The Association of Financial Advisers told its members it met with the Minister for Revenue and Financial Services to air its concerns with the FASEA proposals on professional standards.
On Monday the association drew Kelly O'Dwyer's attention to its concerns with the education standards of the proposal, including the definition of a related degree and the lack of recognition for unrelated degrees, advanced diplomas and professional designations.
According to a member release, the association expressed its concerns about the potential impact to the advice profession if a "practical solution" could not be found. The AFA said it asked O'Dwyer what the expected outcome would be, with the minister confirming there was no target for adviser attrition.
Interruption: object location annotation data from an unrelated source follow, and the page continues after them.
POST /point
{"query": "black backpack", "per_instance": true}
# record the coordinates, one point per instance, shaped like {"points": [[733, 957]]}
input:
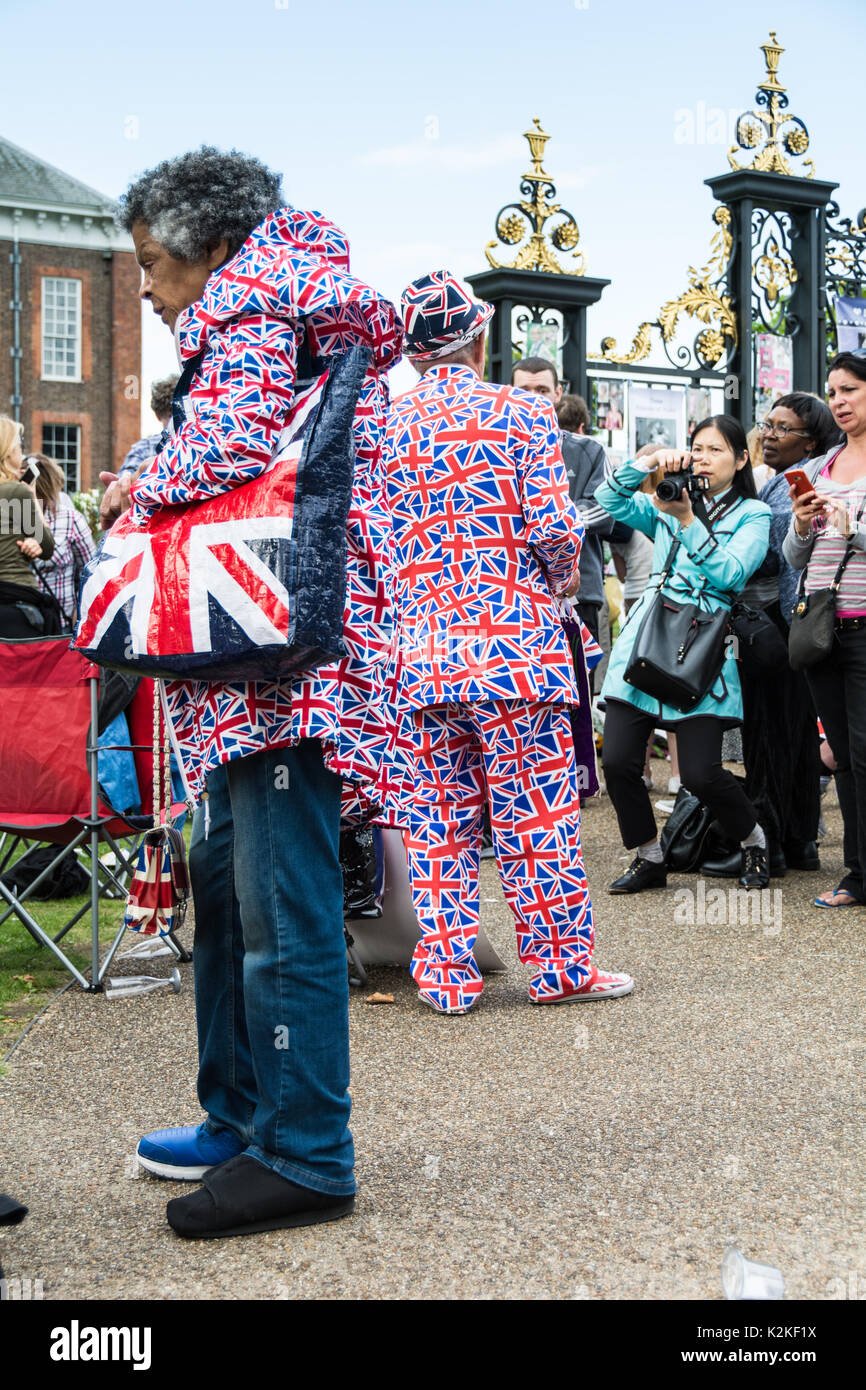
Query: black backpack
{"points": [[684, 836]]}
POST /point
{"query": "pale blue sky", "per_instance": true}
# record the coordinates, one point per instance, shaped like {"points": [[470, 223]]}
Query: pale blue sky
{"points": [[402, 123]]}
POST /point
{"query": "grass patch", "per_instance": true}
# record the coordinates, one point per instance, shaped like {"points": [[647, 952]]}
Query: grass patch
{"points": [[29, 973]]}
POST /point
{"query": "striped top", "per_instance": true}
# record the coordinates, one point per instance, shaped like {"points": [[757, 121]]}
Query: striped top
{"points": [[830, 546]]}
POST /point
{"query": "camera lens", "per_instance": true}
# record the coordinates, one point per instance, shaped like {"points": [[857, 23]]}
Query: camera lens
{"points": [[669, 488]]}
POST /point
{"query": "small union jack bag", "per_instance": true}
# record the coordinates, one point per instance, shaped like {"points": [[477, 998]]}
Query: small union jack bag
{"points": [[159, 888], [245, 585]]}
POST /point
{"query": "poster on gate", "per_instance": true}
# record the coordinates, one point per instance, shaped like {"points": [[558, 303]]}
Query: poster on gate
{"points": [[850, 323], [773, 370], [656, 414]]}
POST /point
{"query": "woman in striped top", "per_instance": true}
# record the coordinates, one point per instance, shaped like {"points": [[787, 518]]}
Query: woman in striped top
{"points": [[822, 524]]}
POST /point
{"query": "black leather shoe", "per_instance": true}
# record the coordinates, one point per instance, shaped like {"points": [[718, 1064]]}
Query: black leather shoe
{"points": [[802, 856], [731, 865], [242, 1196], [641, 873], [755, 868]]}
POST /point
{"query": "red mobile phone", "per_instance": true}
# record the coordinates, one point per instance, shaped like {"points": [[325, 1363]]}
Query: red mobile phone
{"points": [[799, 481]]}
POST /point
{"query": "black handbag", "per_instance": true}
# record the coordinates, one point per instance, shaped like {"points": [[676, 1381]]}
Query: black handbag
{"points": [[759, 644], [679, 651], [813, 620], [684, 836]]}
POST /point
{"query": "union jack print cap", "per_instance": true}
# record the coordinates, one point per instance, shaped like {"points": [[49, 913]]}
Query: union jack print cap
{"points": [[439, 316]]}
According to the AFA, O'Dwyer expressed a view that aspects of the national exam appeared to be unreasonable, including its four-hour length, 65% pass mark and a lack of preparation materials or practice exams. The AFA said O'Dywer would discuss its concerns with FASEA, though noted its independence.
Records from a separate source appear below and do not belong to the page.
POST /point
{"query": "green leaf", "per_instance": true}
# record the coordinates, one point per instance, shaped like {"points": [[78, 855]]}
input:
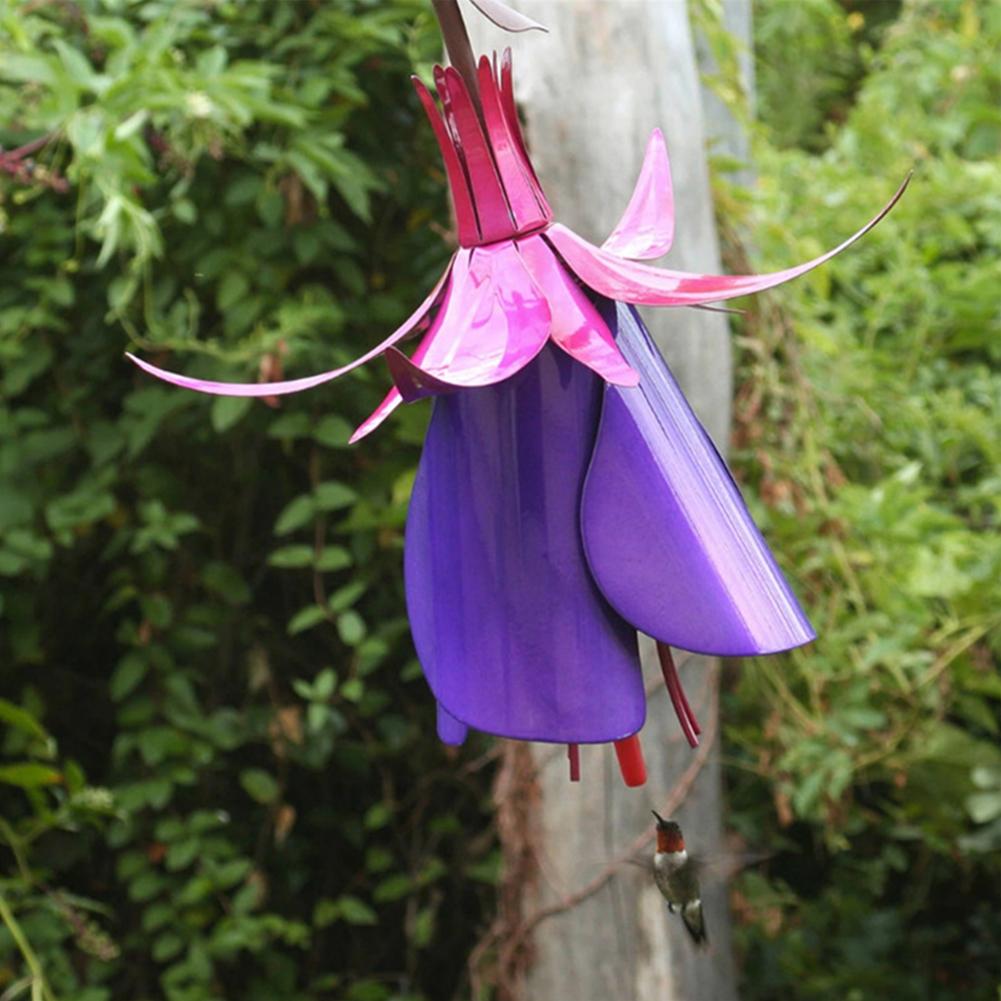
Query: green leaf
{"points": [[332, 495], [15, 716], [289, 557], [351, 628], [298, 513], [229, 410], [259, 785], [333, 558], [332, 431], [305, 619], [131, 670], [29, 775], [356, 912]]}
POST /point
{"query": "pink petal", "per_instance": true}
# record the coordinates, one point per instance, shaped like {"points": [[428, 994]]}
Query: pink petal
{"points": [[307, 382], [504, 17], [458, 187], [488, 199], [647, 228], [492, 323], [389, 403], [628, 281], [519, 184], [577, 326], [514, 124]]}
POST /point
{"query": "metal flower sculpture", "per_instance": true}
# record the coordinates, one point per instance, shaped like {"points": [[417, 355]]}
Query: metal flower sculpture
{"points": [[567, 496]]}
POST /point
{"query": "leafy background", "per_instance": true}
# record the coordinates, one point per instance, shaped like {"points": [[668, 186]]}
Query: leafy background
{"points": [[218, 776]]}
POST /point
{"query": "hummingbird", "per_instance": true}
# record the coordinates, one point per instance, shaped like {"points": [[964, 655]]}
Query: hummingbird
{"points": [[677, 878]]}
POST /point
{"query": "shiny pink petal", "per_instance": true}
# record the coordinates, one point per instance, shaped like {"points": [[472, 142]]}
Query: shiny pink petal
{"points": [[459, 260], [629, 281], [647, 228], [505, 17], [389, 403], [577, 326], [493, 322]]}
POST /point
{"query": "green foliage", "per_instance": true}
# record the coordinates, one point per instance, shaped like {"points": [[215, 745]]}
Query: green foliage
{"points": [[868, 428], [239, 805]]}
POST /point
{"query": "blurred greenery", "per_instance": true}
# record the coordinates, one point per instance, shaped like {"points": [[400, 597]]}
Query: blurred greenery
{"points": [[868, 427], [218, 775]]}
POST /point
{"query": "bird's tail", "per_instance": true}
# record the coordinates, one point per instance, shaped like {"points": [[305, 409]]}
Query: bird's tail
{"points": [[695, 922]]}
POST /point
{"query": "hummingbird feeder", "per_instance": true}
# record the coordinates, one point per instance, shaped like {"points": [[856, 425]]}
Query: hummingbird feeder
{"points": [[567, 496]]}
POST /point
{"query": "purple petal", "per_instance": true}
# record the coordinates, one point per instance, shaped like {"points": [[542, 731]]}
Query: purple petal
{"points": [[493, 322], [298, 384], [449, 730], [629, 281], [668, 537], [577, 326], [514, 637], [647, 228]]}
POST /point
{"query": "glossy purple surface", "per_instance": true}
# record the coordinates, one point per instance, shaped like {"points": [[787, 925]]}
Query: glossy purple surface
{"points": [[667, 534], [449, 730], [513, 634], [647, 228]]}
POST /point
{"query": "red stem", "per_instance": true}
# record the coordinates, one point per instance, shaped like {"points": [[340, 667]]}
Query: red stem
{"points": [[690, 725]]}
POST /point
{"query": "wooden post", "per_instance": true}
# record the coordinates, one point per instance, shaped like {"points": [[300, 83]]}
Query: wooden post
{"points": [[591, 91]]}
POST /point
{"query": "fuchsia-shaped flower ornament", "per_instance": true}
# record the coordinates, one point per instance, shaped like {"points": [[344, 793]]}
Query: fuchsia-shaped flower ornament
{"points": [[567, 496]]}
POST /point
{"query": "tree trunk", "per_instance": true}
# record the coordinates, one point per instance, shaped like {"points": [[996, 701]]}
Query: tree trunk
{"points": [[591, 91]]}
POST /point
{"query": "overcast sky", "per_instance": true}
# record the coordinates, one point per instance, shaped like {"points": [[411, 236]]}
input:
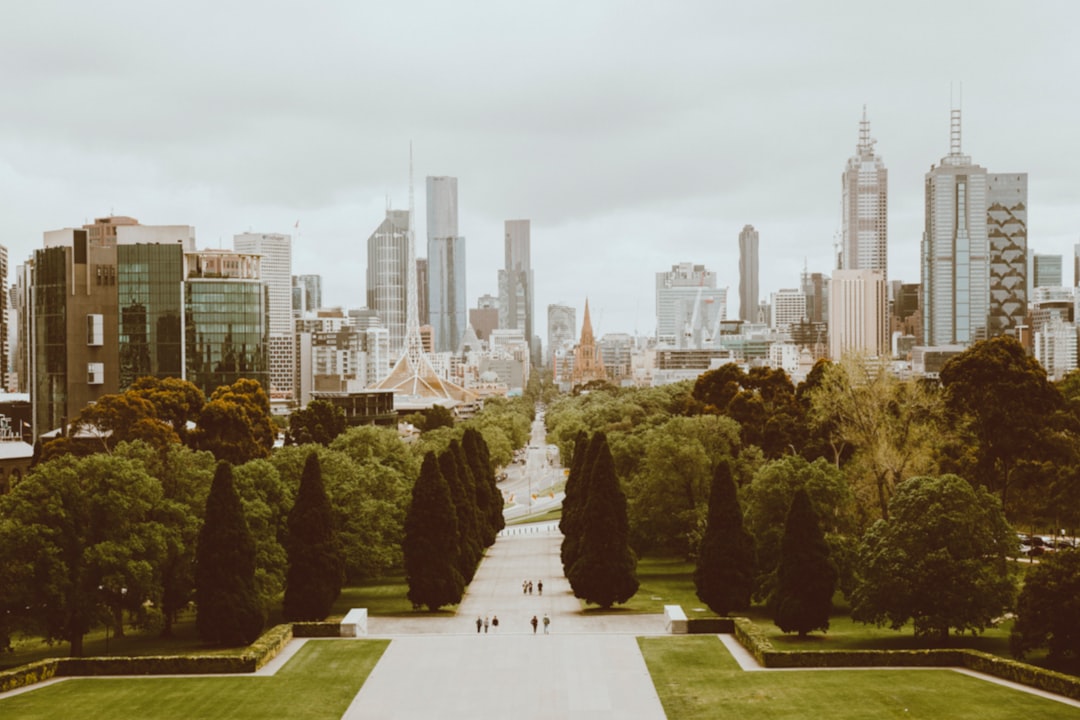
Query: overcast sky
{"points": [[633, 135]]}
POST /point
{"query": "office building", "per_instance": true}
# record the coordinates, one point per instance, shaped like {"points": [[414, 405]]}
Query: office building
{"points": [[446, 266], [277, 273], [748, 274], [865, 227], [859, 314]]}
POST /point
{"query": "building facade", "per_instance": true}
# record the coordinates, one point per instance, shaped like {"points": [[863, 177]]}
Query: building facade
{"points": [[865, 226]]}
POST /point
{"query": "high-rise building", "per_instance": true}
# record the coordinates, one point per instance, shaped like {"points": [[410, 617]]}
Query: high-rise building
{"points": [[747, 274], [955, 254], [1047, 271], [1007, 235], [277, 272], [688, 304], [446, 265], [388, 275], [858, 314], [515, 281], [865, 227]]}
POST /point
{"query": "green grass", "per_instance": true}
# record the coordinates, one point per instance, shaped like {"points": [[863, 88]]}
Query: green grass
{"points": [[696, 677], [319, 682]]}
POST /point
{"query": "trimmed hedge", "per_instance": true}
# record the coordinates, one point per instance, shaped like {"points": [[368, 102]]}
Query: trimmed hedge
{"points": [[754, 639]]}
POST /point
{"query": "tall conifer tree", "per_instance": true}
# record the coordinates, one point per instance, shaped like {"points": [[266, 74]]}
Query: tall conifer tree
{"points": [[228, 610], [315, 562], [724, 576]]}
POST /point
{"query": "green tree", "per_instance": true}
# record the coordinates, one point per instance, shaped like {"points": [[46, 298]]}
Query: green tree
{"points": [[806, 578], [1001, 396], [604, 572], [431, 541], [1048, 611], [79, 541], [939, 560], [320, 422], [724, 576], [229, 610], [315, 564], [235, 423]]}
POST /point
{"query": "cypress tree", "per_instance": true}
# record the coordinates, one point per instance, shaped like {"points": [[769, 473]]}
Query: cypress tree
{"points": [[569, 525], [724, 576], [431, 541], [464, 508], [806, 578], [228, 610], [315, 561], [604, 572]]}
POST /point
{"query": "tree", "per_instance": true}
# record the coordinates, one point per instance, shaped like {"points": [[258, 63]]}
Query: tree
{"points": [[806, 578], [235, 423], [431, 541], [604, 572], [724, 576], [939, 560], [315, 564], [1048, 611], [229, 611], [320, 422], [79, 541], [1001, 395]]}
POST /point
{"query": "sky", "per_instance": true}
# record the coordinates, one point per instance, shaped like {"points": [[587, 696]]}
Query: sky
{"points": [[633, 135]]}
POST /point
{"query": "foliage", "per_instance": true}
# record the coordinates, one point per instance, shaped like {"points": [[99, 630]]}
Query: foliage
{"points": [[604, 571], [79, 541], [229, 611], [769, 500], [806, 578], [939, 560], [1000, 395], [235, 423], [1048, 611], [431, 541], [724, 576], [315, 562], [320, 422]]}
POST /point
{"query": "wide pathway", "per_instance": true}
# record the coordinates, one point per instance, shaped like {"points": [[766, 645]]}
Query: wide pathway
{"points": [[589, 666]]}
In its member release the association recognised the need for an increase in professional standards, however it said the approach needed to be sensible, saying the "whole process needs to be about raising standards, not about reducing adviser numbers."
Separately, the association said last month the ongoing debate around the removal of grandfathered commissions was an "overreaction", with trail commissions contributing little to the overall income of financial advice practices in reality.
At the 2018 Association of Financial Advisers' National Roadshow in Sydney, AFA head of policy Phil Anderson said ASIC's argument about the prevalence of grandfathered commissions was misguided and not based on facts.